Block hours: Hours you actually flew? Noticed it's often less than monthly minimums, so is this a QOL factor that says for example, despite being paid the minimum ~75 hrs/mo, you only flew 40 hrs/mo ?
Block is actual flight time, from parking brake drop to parking brake set at the gate. Often the credit vs block is a QOL issue, examples...

Trip/duty rig: Most contracts provide for X amount of pay per day and/or per time on duty, regardless of block. So if you have a thirty hour layover and you get five hours credit for the calendar day in the hotel that usually counts for QOL... even if it's not a great tourist destination you can rest, exercise, catch up on personal admin, maybe visit friends/family in the area.

Deadhead pay: Most contracts pay for time spent riding in the cabin for company reposition (not commute to work). Frankly I'd rather just fly the plane most of time but if the DHD is at the beginning or end of a trip a commuter can skip the DHD, go directly to the first airport where he's actually operating a flight and still get paid for the DHD.

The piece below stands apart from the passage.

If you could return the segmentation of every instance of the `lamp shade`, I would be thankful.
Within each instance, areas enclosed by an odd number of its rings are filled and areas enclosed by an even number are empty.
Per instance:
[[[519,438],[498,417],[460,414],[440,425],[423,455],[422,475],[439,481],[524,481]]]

Reserve: If you don't get called on any given day, you still get paid.


Bottom line, getting more credit for less block is generally good for QOL. Sometimes it's pay to stay home, other times it's pay to be at work (ex. layover) but not actually working. Good majors will get you a hotel for even a 4+ hour airport sit.



Quote: B-fund: Pretty much money in your pocket, that you can withdraw later during retirement?
This explains it: https://www.flyingmag.com/jumpseat-b-word/

Most major airlines have a 401(k), and if there's no pension the employer DC is typically 16%, with no employee contribution required. The employee can also make voluntary contributions up to the IRS combined cap.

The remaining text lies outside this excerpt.